Così, all'improvviso. Assurdo.


----------



## kYMERA (5 Aprile 2022)

Ma si giusto per non farci mancare niente.


----------



## Goro (5 Aprile 2022)

Salutiamo Florenzi


----------



## Toby rosso nero (5 Aprile 2022)




----------



## Swaitak (5 Aprile 2022)

admin ha scritto:


> Calciomercato.com: lesione al menisco per Florenzi. Sarà operato nella giornata di domani in artroscopia.


eh?
a sto punto ci siamo giocati l'acquisto, spero


----------



## MissRossonera (5 Aprile 2022)

admin ha scritto:


> Calciomercato.com: lesione al menisco per Florenzi. Sarà operato nella giornata di domani in artroscopia.


Se qualcosa può andare storto, stai sicuro che andrà storto. Nel nostro caso, tipo tutto.


----------



## UDG (5 Aprile 2022)

Si sarà fatto male quando ha calciato in porta


----------



## Andris (5 Aprile 2022)

fatto come ?
con l'ultimo tiro in porta ?
neanche al calcetto degli amici...
praticamente addio riscatto, spiace per il ragazzo che si stavo ritrovando


----------



## 28Maggio2003 (5 Aprile 2022)

Swaitak ha scritto:


> eh?
> a sto punto ci siamo giocati l'acquisto, spero



In un mese torna come Tomori e comunque, anche se ieri quando è entrato si è limitato a lanciare lungo, è sempre meglio di Calabria che è un confusionario assurdo


----------



## Swaitak (5 Aprile 2022)

28Maggio2003 ha scritto:


> In un mese torna come Tomori e comunque, anche se ieri quando è entrato si è limitato a lanciare lungo, è sempre meglio di Calabria che è un confusionario assurdo


due operazioni in un anno non mi sembrano una buona cosa però


----------



## 28Maggio2003 (5 Aprile 2022)

Swaitak ha scritto:


> due operazioni in un anno non mi sembrano una buona cosa però



Quello è vero, ho visto ora che è lo stesso ginocchio


----------



## Cataldinho (5 Aprile 2022)

Ma come? nel sonno? menisco a colazione


----------



## emamilan99 (5 Aprile 2022)

admin ha scritto:


> Calciomercato.com: lesione al menisco per Florenzi. Sarà operato nella giornata di domani in artroscopia.

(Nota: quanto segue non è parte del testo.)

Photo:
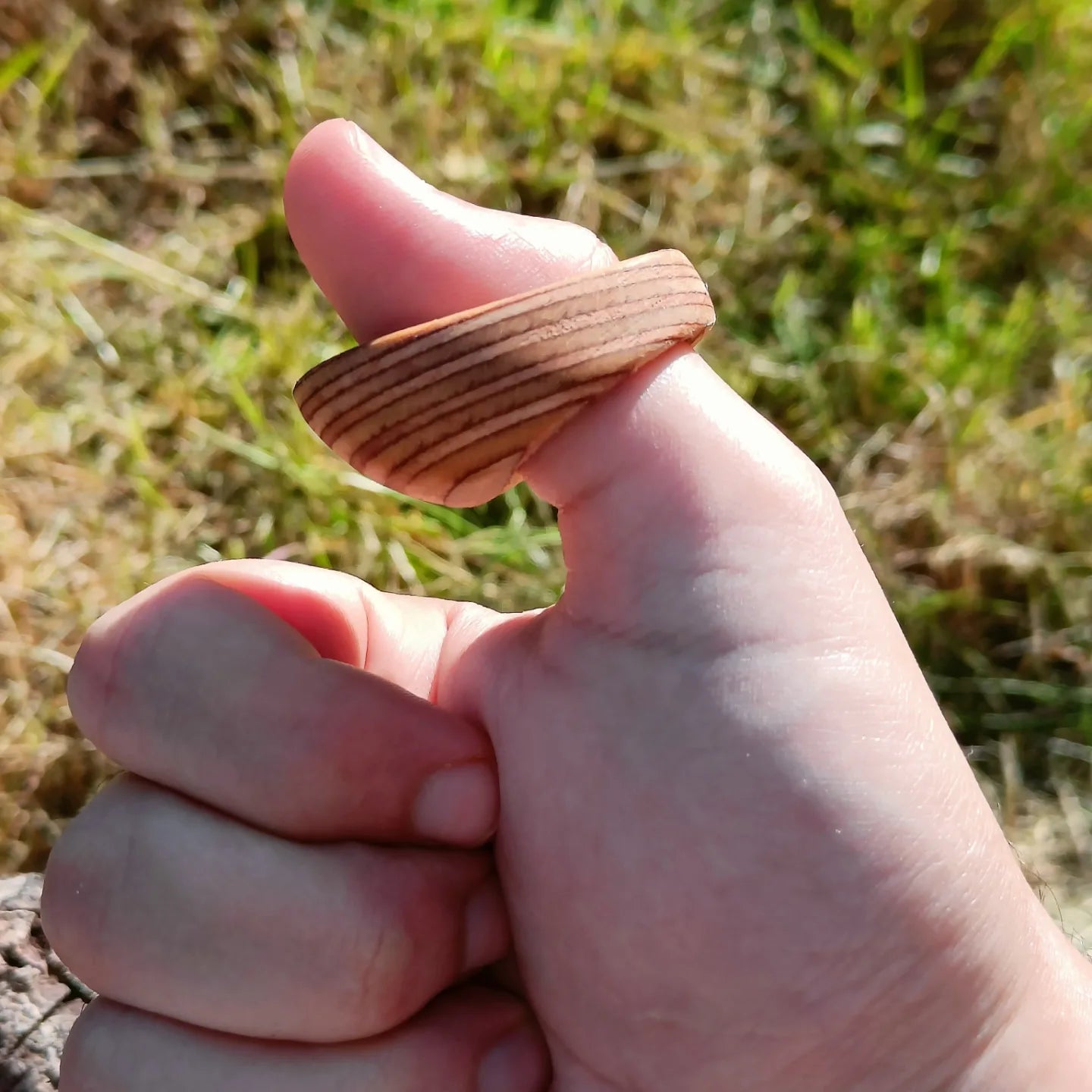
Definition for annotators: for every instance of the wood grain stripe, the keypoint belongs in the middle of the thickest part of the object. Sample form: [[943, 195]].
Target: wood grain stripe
[[449, 411]]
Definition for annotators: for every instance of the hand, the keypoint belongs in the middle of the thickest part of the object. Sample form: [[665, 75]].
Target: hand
[[737, 843]]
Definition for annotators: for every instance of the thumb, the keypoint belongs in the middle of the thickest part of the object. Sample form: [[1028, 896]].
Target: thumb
[[650, 478]]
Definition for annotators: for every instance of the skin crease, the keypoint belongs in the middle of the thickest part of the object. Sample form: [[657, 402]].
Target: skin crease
[[737, 844]]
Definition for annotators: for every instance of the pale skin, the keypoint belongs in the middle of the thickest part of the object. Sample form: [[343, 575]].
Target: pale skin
[[707, 802]]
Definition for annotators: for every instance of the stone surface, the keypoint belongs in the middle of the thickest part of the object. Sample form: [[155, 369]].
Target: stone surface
[[39, 999]]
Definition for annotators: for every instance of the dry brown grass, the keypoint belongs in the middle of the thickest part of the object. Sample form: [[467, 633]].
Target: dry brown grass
[[893, 205]]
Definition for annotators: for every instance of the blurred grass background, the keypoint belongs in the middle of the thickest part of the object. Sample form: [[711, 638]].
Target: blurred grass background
[[890, 199]]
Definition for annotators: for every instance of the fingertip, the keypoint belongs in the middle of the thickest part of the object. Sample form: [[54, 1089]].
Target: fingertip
[[389, 250], [458, 805]]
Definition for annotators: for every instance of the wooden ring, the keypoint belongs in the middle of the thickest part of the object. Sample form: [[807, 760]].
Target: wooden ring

qualcuno sa i tempi di recupero? perchè qua mi sa che andrà comprato un terzino destro.. con soldi che non abbiamo


----------



## Swaitak (5 Aprile 2022)

emamilan99 ha scritto:


> qualcuno sa i tempi di recupero? perchè qua mi sa che andrà comprato un terzino destro.. con soldi che non abbiamo


ne possiamo approfittare per riprendere Bellanova, sempre che voglia tornare


----------



## Divoratore Di Stelle (5 Aprile 2022)

Spiace per l'infortunio ma meglio così.
Si rischiava di riscattarlo e a noi serve un terzino titolare (dato che a Calabria è scoppiato il cervello)


----------



## Dexter (5 Aprile 2022)

admin ha scritto:


> Calciomercato.com: lesione al menisco per Florenzi. Sarà operato nella giornata di domani in artroscopia.


Riprendiamoci Diogo Dalot che allo United gioca poco. Anche Mazroui a 0, seppur di Raiola, é un buon colpo. Ci sarebbe anche Sergi Roberto ma vorrà uno sproposito di stipendio. Ci sono ottocento giocatori meglio di Florenzi e che costano uguale di ingaggio


----------



## pazzomania (5 Aprile 2022)

admin ha scritto:


> Calciomercato.com: lesione al menisco per Florenzi. Sarà operato nella giornata di domani in artroscopia.



Purtroppo dopo i crociati è diventato un rottame.

Ma probabilmente non sarebbe finito da noi altrimenti...


----------



## Mika (5 Aprile 2022)

admin ha scritto:


> Calciomercato.com: lesione al menisco per Florenzi. Sarà operato nella giornata di domani in artroscopia.


Ha finito la stagione, era stato mandato a casa per un leggero problema alla gamba, ieri ha fatto mezzora di partita e si è fatto male. Dannata nazionale!


----------



## Mika (5 Aprile 2022)

Divoratore Di Stelle ha scritto:


> Spiace per l'infortunio ma meglio così.
> Si rischiava di riscattarlo e a noi serve un terzino titolare (dato che a Calabria è scoppiato il cervello)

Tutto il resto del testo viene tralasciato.